Another Chrome zero-day, this time on Android – check your version!

Two weeks ago, the big “zero-day” news concerned a bug in Chrome.

We advised everyone to look for a Chrome or Chromium version number ending in .111, given that the previous mainstream version turned out to include a buffer overflow bug that was already known to cybercriminals.

Loosely speaking, if the crooks get there first and start exploiting a bug before a patch is available, that’s known as a zero-day hole.

The name comes from the early days of software piracy, when game hackers took brand new product releases and competed to see who could “crack” them first.

As you can imagine, in the days before widespread internet access made free games with a subscription-based online component viable, games vendors often resorted to abstruse and complex technical tricks to inhibit unlawful duplication of their software.

Nevertheless, top crackers would often unravel even the most ornery software protection code in a few days, and the lower the number of days before the crack came out, the bigger the bragging rights in underground forums.

The ultimate sort of crack – the gold-medal-with-a-laurel-wreath version – was one that came out with a zero-day delay (more coolly called an 0-day, with 0 pronounced as “oh”, not “zero”), where the game and its revenue-busting crack appeared on the very same day.

And “zero-day” is a term that has stuck, with the word now denoting a period of zero days during which even the most scrupulous sysadmin could have patched proactively – whether the crooks have known about the bug for years, months, weeks or days.

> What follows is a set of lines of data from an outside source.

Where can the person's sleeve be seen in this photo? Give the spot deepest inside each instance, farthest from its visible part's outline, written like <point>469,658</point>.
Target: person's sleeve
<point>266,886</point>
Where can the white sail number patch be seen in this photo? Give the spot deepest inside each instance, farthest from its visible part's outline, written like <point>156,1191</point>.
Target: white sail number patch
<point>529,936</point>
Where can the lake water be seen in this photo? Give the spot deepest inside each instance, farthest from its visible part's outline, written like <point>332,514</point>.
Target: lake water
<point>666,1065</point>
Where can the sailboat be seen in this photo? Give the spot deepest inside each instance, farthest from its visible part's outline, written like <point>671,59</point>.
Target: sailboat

Well, the bad news is that there’s another vital update to Chrome, which means that users on Windows, Linux and Mac should now be looking for a version number of 86.0.4240.183, not for 86.0.4240.111.

Worse on Android

On Android, things are worse, and the version you need is 86.0.4240.185, because the Android patches include a bug dubbed CVE-2020-16010, which is apparently unique to the Android version of Chrome…

…and as Google once again drily notes, without any detail or explanation, “[we are] aware of reports that an exploit for CVE-2020-16010 exists in the wild.

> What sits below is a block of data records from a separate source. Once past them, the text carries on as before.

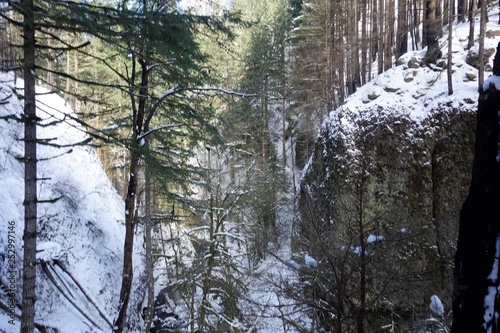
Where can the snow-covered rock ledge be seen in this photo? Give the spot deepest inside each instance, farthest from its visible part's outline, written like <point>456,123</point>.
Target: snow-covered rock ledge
<point>80,236</point>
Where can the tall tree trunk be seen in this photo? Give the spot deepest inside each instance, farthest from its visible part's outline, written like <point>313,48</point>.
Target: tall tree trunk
<point>364,41</point>
<point>380,35</point>
<point>462,10</point>
<point>402,33</point>
<point>472,23</point>
<point>139,116</point>
<point>150,283</point>
<point>30,170</point>
<point>482,31</point>
<point>433,30</point>
<point>449,71</point>
<point>475,294</point>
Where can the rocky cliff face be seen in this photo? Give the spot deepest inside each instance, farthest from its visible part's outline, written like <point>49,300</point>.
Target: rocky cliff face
<point>380,197</point>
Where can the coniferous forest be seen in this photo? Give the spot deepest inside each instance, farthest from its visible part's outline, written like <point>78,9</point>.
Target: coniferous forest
<point>249,166</point>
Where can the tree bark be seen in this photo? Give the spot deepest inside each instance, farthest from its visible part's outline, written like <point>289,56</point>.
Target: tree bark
<point>433,32</point>
<point>30,171</point>
<point>139,118</point>
<point>449,71</point>
<point>482,31</point>
<point>479,227</point>
<point>472,23</point>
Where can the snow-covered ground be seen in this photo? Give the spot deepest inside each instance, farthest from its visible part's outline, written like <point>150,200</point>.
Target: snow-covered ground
<point>80,237</point>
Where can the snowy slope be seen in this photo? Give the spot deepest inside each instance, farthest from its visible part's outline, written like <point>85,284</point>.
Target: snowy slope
<point>80,237</point>
<point>417,93</point>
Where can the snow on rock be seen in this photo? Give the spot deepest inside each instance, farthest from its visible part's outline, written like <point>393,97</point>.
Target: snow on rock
<point>373,239</point>
<point>436,305</point>
<point>493,81</point>
<point>82,231</point>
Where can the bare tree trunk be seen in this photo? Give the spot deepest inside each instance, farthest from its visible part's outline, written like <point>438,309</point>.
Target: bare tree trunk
<point>30,170</point>
<point>389,34</point>
<point>449,71</point>
<point>402,33</point>
<point>364,41</point>
<point>139,115</point>
<point>482,30</point>
<point>472,23</point>
<point>149,248</point>
<point>475,295</point>
<point>462,10</point>
<point>380,35</point>
<point>433,30</point>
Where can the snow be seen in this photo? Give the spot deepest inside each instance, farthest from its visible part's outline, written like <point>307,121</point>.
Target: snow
<point>373,239</point>
<point>436,306</point>
<point>83,231</point>
<point>310,261</point>
<point>48,251</point>
<point>489,299</point>
<point>494,81</point>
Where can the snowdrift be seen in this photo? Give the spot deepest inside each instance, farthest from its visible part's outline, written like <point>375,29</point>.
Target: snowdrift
<point>79,236</point>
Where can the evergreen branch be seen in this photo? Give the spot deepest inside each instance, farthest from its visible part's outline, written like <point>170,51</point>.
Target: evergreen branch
<point>144,135</point>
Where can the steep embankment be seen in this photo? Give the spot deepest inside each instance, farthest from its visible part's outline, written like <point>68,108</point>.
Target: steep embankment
<point>80,235</point>
<point>381,194</point>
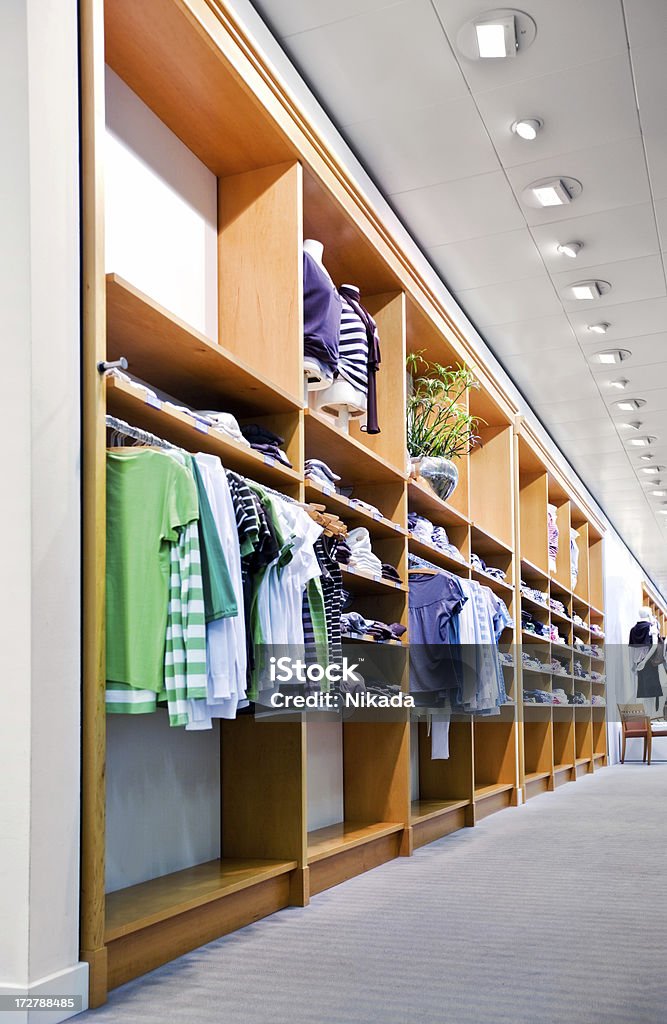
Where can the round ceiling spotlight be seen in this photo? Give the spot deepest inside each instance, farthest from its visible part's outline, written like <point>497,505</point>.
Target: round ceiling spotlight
<point>546,193</point>
<point>496,35</point>
<point>528,128</point>
<point>571,249</point>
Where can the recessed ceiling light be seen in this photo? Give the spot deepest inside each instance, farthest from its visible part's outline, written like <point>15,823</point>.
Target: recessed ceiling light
<point>641,441</point>
<point>611,355</point>
<point>572,249</point>
<point>496,37</point>
<point>528,128</point>
<point>629,404</point>
<point>589,289</point>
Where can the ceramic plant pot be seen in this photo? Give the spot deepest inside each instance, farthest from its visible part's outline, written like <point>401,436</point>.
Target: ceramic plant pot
<point>441,474</point>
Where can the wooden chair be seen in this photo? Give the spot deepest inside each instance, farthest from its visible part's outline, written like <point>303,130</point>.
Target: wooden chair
<point>635,724</point>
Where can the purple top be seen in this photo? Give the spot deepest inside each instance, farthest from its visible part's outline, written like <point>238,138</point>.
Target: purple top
<point>322,308</point>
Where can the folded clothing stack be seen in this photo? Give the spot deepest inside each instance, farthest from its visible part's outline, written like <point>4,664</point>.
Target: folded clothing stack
<point>362,557</point>
<point>492,570</point>
<point>531,625</point>
<point>535,664</point>
<point>319,472</point>
<point>223,422</point>
<point>435,537</point>
<point>537,696</point>
<point>535,595</point>
<point>355,625</point>
<point>264,440</point>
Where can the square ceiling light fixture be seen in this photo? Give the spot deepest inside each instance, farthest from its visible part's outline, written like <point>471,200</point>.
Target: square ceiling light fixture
<point>496,35</point>
<point>612,355</point>
<point>497,38</point>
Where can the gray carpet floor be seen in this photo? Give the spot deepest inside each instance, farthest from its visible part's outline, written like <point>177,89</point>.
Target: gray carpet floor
<point>550,913</point>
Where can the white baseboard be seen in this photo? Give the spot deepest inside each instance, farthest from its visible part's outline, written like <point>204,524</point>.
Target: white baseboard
<point>71,982</point>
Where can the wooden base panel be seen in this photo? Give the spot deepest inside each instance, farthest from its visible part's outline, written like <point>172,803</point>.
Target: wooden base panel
<point>430,828</point>
<point>348,862</point>
<point>537,782</point>
<point>490,799</point>
<point>138,952</point>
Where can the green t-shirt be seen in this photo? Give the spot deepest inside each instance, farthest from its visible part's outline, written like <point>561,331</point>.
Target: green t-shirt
<point>149,497</point>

In short: Chrome for Android has a zero-day hole that crooks are already abusing, so you need to patch.

We don’t know how the crooks are abusing this bug, and we don’t know where it’s happening – if Google knows, it isn’t saying – so all we can advise is, “Get the update as soon as you can.”

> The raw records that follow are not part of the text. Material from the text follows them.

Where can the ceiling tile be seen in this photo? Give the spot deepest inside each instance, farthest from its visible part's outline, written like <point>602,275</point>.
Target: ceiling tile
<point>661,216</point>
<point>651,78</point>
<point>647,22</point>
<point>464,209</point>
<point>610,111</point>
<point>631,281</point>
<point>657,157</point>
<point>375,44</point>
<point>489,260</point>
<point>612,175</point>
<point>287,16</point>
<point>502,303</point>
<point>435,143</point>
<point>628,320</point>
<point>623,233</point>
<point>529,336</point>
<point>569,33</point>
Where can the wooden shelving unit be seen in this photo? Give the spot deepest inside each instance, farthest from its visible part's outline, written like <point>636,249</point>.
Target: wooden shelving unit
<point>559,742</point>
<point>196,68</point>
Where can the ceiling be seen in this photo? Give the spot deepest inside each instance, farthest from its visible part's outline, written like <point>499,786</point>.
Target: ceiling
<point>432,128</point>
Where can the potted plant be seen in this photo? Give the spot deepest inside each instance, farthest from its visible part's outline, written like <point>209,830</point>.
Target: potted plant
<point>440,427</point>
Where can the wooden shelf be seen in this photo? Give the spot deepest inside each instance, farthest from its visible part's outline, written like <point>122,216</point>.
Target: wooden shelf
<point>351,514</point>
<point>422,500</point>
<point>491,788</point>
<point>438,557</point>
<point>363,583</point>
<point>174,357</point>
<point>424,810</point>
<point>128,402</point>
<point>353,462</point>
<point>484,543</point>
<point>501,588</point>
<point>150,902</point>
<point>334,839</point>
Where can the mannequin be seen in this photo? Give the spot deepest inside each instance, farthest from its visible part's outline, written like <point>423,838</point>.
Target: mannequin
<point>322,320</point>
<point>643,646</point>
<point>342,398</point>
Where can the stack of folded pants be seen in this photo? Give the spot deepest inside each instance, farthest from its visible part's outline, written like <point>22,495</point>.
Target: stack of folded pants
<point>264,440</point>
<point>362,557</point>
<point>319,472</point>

As often happens, given the fragmented state of the Android ecosystem, updates often arrive at different times and in different ways depending on what device you bought, from which manufacturer, with which vendor’s name on it, and possibly even which mobile network it’s connected to.

So, as usual, despite what sounds like a serious problem in the standard Android browser, Google can offer little more by way of consolation than its usual disclaimer that the new version will “become available on Google Play over the next few weeks.

Check early, check often – and get the patch as early as possib;e.

What to do?

  • On Windows, Linux, Mac and Android, look for version 86.0.4240.183. (Or later, depending on when you are reading this.)
  • On Android, look for version 86.0.4240.185.

The burning question, of course, if Google Play is still showing an earlier version than the latest one available for your device, “What then?”

As we noted above, Google has implied that this update may take weeks to reach all devices, and some old devices may not be getting updates anyway, in which case there isn’t a lot you can do but to live without the update until it arrives, or get a new phone that gets prompt patches.

If you are stuck without a Chrome update, you could consider switching to an alternative Android browser, albeit temporarily.

Look either for one that’s based on different software underpinnings, such as Firefox, or for one based on the Chromium codebase that is sufficiently different to Chrome that (so far as you can tell) the CVE-2020-16010 bug is not replicated in it.

You can switch your default browser using Settings > Set as default browser (Firefox, perhaps unsuprisingly, has detailed instructions on how to switch for various Android versions).

Note that on Google Android builds, Chrome is supplied with the operating system, in much the same way that Safari is part of iOS on Apple iPhones, and therefore can’t be uninstalled.

You can disable Chrome temporarily – or “turn it off so that it won’t show on the list of apps on your device”, in Google’s words – via the Settings > Apps & notifications option.